Im throwing a little birthday party for my 14 year old son and three of his friends.I told him we would order in a case of cars from Autoworld and use them to introduce his buddys to the whole slot car hobby.

So we're waiting over here too!!!!

Mike


----------



## irvfrbsh (Oct 29, 2006)

They're saying December shipping on them now. November would be nice, but they seem to think midmonth, before Christmas.


----------



## dlw (Aug 17, 1999)

Mike, maybe grab a couple F&F cars, and some Mopars for the party, and hopefully your order of the new ones can be used for Xmas presents.

Give them a little course on how to tweak them, too. They'll probably eat up the notion of knowing how to make them run faster.


----------



## roadrner (Jul 21, 1999)

Just keeping my fingers crossed.  rr


----------



## Mike(^RacerX^) (Mar 15, 2003)

dlw said:


> Mike, maybe grab a couple F&F cars, and some Mopars for the party, and hopefully your order of the new ones can be used for Xmas presents.
> 
> Give them a little course on how to tweak them, too. They'll probably eat up the notion of knowing how to make them run faster.


Yeah,I'll probably end up doing just that.I have a ton of magnet car stuff here,but Ive fallen out of love with that stuff(for the moment at least).

I definetly plan on spending the night with them teaching them how to tweak the cars.And I want to get my son some resin bodies too,as I just hooked him up with an AWESOME airbrush setup,and he is an excellent model builder and painter for his age.

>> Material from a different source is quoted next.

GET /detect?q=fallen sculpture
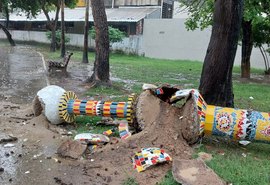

Still tho,Im keeping my fingers crossed for some new AW stuff.

Mike


----------



## thunderjetshotm (Oct 17, 2006)

Should check out slotsinc on ebay for some graet AW & JL deals


----------



## ParkRNDL (Mar 20, 2002)

Slots-n-stuff has pics of all these in their different colors on their site:

http://slots-n-stuff.com/page10.html

The email I got says December release...

I'm firing up my Christmas list! :thumbsup:

--rick


----------



## Manning (Mar 2, 2004)

The TJets look GOOD! Definitely getting that set...... :thumbsup:


----------



## ParkRNDL (Mar 20, 2002)

you actually have to get 2 sets to get all the colors... the clamshell box cars are different from the blisterpack cars...

and yes, I am VERY stoked about the Tjets!

--rick


----------



## sethndaddy (Dec 4, 2004)

Manning said:


> The TJets look GOOD! Definitely getting that set...... :thumbsup:


ME TOO, but I'm not going to be breaking the wallet for the xtractions, being that I have most of the ones he's repainting. the chrome 55 is a keeper as is the purple daytona and the green camaro. better anyway, I could blow more money on the tjets.


----------



## 1976Cordoba (Sep 20, 2000)

sethndaddy said:


> ME TOO, but I'm not going to be breaking the wallet for the xtractions, being that I have most of the ones he's repainting. the chrome 55 is a keeper as is the purple daytona and the green camaro. better anyway, I could blow more money on the tjets.


 That blue XT Charger is begging for some STPs and 43s, though.

Definitely going to get the Tjets except for the Avanti -- have no interest in those :thumbsup:

'doba


----------